Para auxiliar os alunos na elaboração de narrativas mais expressivas, atraentes e significativas, Lambert (2010 apud ALBUQUERQUE, 2012, p. 38) elaborou uma abordagem de criação de narrativas digitais que apresenta sete passos: 1) Apropriando-se de suas ideias – consiste em amadurecer as ideias que constituirão as narrativas; 2) Apropriando-se de suas emoções – consiste na escolha das emoções que serão incluídas nas narrativas ; 3) Encontrando o momento – criar uma lição para ser expressada com a narrativa; 4) Vendo sua história – consiste na escolha das imagens; 5) Ouvindo sua história – consiste na escolha do som coerente com a narrativa; 6) Montando sua história – consiste na união dos elementos para a composição da história; 7) Compartilhando sua história – é a escolha do momento de apresentar a narrativa. O roteiro descrito acima traz orientações que norteiam o produtor, o aluno, no momento de imaginar e criar sua narrativa digital. E, dessa forma, passa a ser um instrumento potencializador nas práticas pedagógicas dos professores, contribuindo para o desenvolvimento dos conhecimentos do gênero e do seu suporte, considerando as práticas letradas dos alunos, mas, acima de tudo, ampliando a visão crítica ao escrever sobre si, sobre o seu ambiente e seus valores.

3 METODOLOGIA

Neste capítulo, apresento os procedimentos metodológicos adotados para o desenvolvimento desta pesquisa. Eles se encontram organizados da seguinte maneira: 3.1 A natureza da pesquisa; 3.2 O contexto da pesquisa; 3.3 Os participantes: os alunos e o professor/pesquisador; 3.4 Os procedimentos geradores de registros; 3.5 As sequências didáticas: fase de exploração e fase de aplicação; 3.5.1 A sequência didática de exploração: descrição e reflexões; 3.5.2 Sequência didática de aplicação: reconstruindo nossas memórias.

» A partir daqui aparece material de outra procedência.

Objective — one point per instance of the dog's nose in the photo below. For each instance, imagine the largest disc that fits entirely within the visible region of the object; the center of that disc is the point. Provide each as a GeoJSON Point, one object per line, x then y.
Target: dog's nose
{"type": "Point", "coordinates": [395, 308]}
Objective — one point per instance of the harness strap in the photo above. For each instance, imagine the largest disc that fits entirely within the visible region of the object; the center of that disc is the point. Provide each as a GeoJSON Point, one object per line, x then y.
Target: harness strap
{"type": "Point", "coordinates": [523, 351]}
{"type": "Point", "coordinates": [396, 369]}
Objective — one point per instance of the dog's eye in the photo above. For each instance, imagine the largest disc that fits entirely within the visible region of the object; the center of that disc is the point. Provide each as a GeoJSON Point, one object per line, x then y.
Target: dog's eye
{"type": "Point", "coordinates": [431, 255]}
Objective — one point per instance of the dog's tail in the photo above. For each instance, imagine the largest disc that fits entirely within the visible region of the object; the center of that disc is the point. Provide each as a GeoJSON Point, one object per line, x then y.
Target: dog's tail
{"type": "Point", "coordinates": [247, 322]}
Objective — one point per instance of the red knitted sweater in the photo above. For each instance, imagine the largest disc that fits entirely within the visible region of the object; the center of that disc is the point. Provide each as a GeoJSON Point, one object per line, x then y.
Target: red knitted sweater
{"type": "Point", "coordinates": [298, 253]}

Como ponto de partida, retomo as questões de pesquisa levantadas através das informações resultantes da interação com os sujeitos/alunos da pesquisa: 1) Sendo a língua um lócus privilegiado para as operações de construção, manutenção e segregação da memória social, de que maneira o trabalho de leitura e escrita em uma perspectiva multimodal e multicultural poderia contribuir para o resgate da memória e da história dos alunos de uma escola de Ensino Fundamental no povoado Baixa da Onça, no contexto das festas juninas?; 2) Como a tecnologia pode colaborar nesse processo de desenvolvimento da habilidade da produção textual escrita?

Para esta etapa introdutória, considero relevante também reaver os objetivos propostos para este trabalho: a) Objetivo geral: desenvolver uma proposta didática que promova um resgate da memória e da história do povoado Baixa da Onça, no contexto das festas juninas, à luz dos Novos Letramentos e de abordagens críticas do letramento; b) Objetivos específicos: 1) Desenvolver habilidades linguísticas e discursivas para práticas de entrevistas, a fim de que os alunos do 9º ano possam conhecer as histórias locais; 2) Trabalhar as narrativas orais coletadas dos membros do povoado Baixa da Onça como fonte de resgate das memórias, que serão ressignificadas nas produções textuais dos alunos; 3) Trabalhar habilidades de produção escrita articuladas com as linguagens audiovisuais como recursos expressivos para a criação de hipermídias das narrativas digitais; 4) Perceber, tanto no processo de desenvolvimento da proposta didática como no seu produto final, se as reações dos alunos às atividades desenvolvidas nas aulas provocam mudanças das entoações avaliativas depreciativas que eles primeiramente manifestaram em relação à realidade local rural; 5) Acompanhar como os alunos respondem às demandas da proposta que envolvam o uso da tecnologia.